O director-girafa nem queria acreditar quando viu o meu trabalho: «No fundo da
floresta impenetrável, o gigantesco e esverdeado diplodoco confiava aos amigos,
chorando, que rilhara por engano a flor delicada, amarela, rara, nem europeia nem
americana mas asiática, que um vendedor ambulante aterrorizado lhe vendera por uma
bagatela e que a sua noiva, uma loura rabugenta, colérica, rubicunda e no entanto
ternamente amada, aguardava impaciente há anos».
— Uma frase é como uma árvore de Natal.

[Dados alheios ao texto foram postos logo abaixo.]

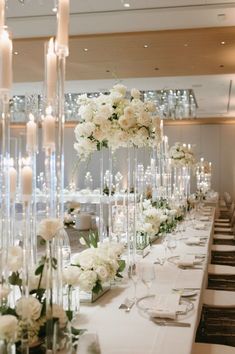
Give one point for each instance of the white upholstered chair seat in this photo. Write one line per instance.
(208, 348)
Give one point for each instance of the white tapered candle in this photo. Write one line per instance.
(49, 130)
(2, 13)
(63, 23)
(5, 61)
(26, 181)
(51, 73)
(13, 181)
(31, 134)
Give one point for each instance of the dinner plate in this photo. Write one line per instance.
(175, 260)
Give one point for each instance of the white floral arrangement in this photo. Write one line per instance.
(30, 308)
(114, 121)
(97, 265)
(151, 220)
(181, 155)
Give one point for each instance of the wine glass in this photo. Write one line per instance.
(147, 275)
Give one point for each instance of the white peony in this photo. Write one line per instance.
(71, 275)
(135, 93)
(58, 312)
(120, 89)
(86, 259)
(102, 273)
(15, 258)
(8, 327)
(28, 308)
(48, 228)
(144, 119)
(87, 280)
(4, 292)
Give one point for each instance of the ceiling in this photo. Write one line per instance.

Começas pelo pinheiro nu e depois
ornamenta-lo, decora-lo à tua vontade... até se desmoronar. Atenção à frase: se a
carregares demasiado de grinaldas e bolas, isto é, de adjectivos, de advérbios e de
pronomes relativos, ela também pode desmoronar-se.
Prometi a mim mesma que, para a próxima, construiria uma frase mais leve.
— Não te preocupes. Os principiantes sobrecarregam sempre. A fábrica é tua. Como de
todos os habitantes da ilha que queiram divertir-se com as frases. Olha.
Voltei-me. Entregue ao meu trabalho, não prestara nenhuma atenção às pessoas que me
rodeavam. Todavia, elas eram às dezenas, homens e mulheres de todas as idades,
entretidas a brincar, como eu. Correndo da gaiola dos distribuidores, cercando os
relógios e sorrindo de felicidade quando, no papel, o resultado correspondia às suas
expectativas ou, melhor ainda, os surpreendia.
— Os verdadeiros amigos das frases são como os fabricantes de colares. Enfiam pérolas
e ouro. Mas as palavras não se limitam a ser bonitas. Dizem a verdade.